Healthcare Innovation: A&E For The NHS

How can the NHS resolve their problems?


The UK's National Health Service (NHS) is experiencing tough times. Waiting times for A&E services are hitting record highs, where the increasing number of patients and a shortage of medical staff are causing a perfect storm. According to data acquired by the Telegraph, in December 2016, only 82.2 % of patients were assisted within 4 hours, which is the lowest figure ever recorded for the whole organization.

When it comes to not-for-profit organizations, especially those directly involved in maintaining and improving a society's quality of lives, continuous innovation, in terms of new initiatives and management systems, is critical. However, unlike in the private sector, these are often harder to deliver, due to the organizational structure and limited resources, but there are still ways to ease the pressure.

The NHS consists of a large number of General Practice surgeries (GP), which join forces with hospitals across the country, as well as several charities and organizations. The functionality and productivity rates in each area depend on many elements, including the differences in demographics, differences in the range and quality of facilities provided by hospitals, the availability of trained staff and doctors, and others.

One of the challenges the health service faces is the shortage of hospital beds, particularly in cases of severe health conditions which require immediate assistance. According to the peer-reviewed medical journal The Lancet, a new study found that the average life expectancy in the UK has reached 81.5 years and is forecast to increase, meaning that a larger segment of society are now elderly. In many cases, older people suffer from chronic or terminal conditions which require permanent treatments. Currently, an overwhelming number of elderly patients with long-term conditions are treated in hospitals, so there is a decreasing number of beds available for other patients. The problem is that some elderly patients who are occupying beds do not require them for medical reasons.

The Glasgow City Council and NHS Greater Glasgow & Clyde came up with the intermediate care program, where older patients are being helped to leave hospitals, in some cases, where medical facilities are no longer needed. New discharge policies suggest that patients can leave the hospital within 72 hours, with their long-term needs being transferred outside. However, these patients are by no means abandoned.

So far, private nursing homes in Glasgow has opened 90 beds, as a result of their collaboration with the NHS. David Williams, the Chief Officer of Glasgow City Health and Social Care Partnership said, ‘We set targets to get 30% of people home that came into intermediate care beds, and we have achieved that consistently.' If a practice is successful in one region, it can be achievable across the entire country, where both patients and medical staff can benefit tremendously.
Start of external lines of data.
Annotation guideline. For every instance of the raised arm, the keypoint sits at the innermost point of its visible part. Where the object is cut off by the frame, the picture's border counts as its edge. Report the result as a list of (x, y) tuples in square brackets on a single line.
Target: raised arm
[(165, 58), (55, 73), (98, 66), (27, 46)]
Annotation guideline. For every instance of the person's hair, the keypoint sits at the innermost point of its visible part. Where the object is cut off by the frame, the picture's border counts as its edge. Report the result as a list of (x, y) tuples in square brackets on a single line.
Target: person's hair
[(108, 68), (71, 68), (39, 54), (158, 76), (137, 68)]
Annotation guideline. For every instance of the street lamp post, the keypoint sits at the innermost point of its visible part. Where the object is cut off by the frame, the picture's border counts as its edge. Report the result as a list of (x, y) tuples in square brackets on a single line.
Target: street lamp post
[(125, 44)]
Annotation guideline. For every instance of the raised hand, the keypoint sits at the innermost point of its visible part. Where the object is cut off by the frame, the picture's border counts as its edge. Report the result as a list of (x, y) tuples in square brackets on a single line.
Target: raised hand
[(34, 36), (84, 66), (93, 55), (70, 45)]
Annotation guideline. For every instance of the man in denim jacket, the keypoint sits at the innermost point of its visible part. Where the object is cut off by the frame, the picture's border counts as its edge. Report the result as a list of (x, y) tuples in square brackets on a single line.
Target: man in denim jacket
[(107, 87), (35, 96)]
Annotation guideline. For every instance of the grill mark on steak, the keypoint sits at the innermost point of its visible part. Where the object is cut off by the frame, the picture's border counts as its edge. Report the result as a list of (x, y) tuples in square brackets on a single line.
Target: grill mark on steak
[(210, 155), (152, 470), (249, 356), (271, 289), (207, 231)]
Another problem is that like many non-profit organizations, the NHS falls victim to its own structure. The dependency on the government budget, relatively low wages, bureaucracy, and a lack of infrastructure mean that the organization is forced to deal with all sorts of problems, so there is simply no room and time for innovation. In this instance, collaborations with external not-for-profit organizations are critical for implementation of new strategies and practical solutions.

Considering and reviewing the practices of other organizations can be useful to start with. For example, nothing can be more challenging than innovating in a sector related to the end of life care and hospices. However, Marie Curie Cancer Care is a good example of a charity organization that combines a high quality of service with innovative thinking. Acknowledging all the challenges associated with demographic changes and ongoing NHS and social care reforms, the organization provides nursing and hospice services to tens of thousands of people each year, where the most important mission is to provide people with a choice.

Their ‘Death and Dying in England: Understanding the Data’ report stressed the differences and advantages of non-hospital care for both families and national healthcare. In the case of terminally-ill patients and their care, the shift should be towards homes and communal support, moving as far as possible from hospital care. For example, often patients who require immediate palliative care (pain and life-support management in oncology), are often brought to A&E services, where not only do patients have to wait for relevant assistance for hours, but in the end, they are rarely offered the full spectrum of care as nurses are either unqualified for this type of treatment or are simply unavailable due to high demand. Currently, A&E nurses are offered the chance to undertake palliative care training, but this doesn't seem to be helping too much as terminally ill patients want to be treated at home, based on patient stories from Macmillan Cancer Support. Each palliative care case that is brought to A&E requires the assistance of at least one specially trained nurse, as well as a doctor consultation. If the palliative care can be transferred outside A&E on a national level, the unnecessary inconvenience for patients and additional workload for A&E staff could be avoided.

Creative approaches and innovation can resolve, if not all, but at least some of the most painful problems, where partnerships can further ease the tension. Even though many cite the current problem at the NHS as a crisis, the national healthcare system, which is free of charge and accessible by all citizens, remains one of the most advanced healthcare organizations in the world, the preservation and maintenance of which is vital.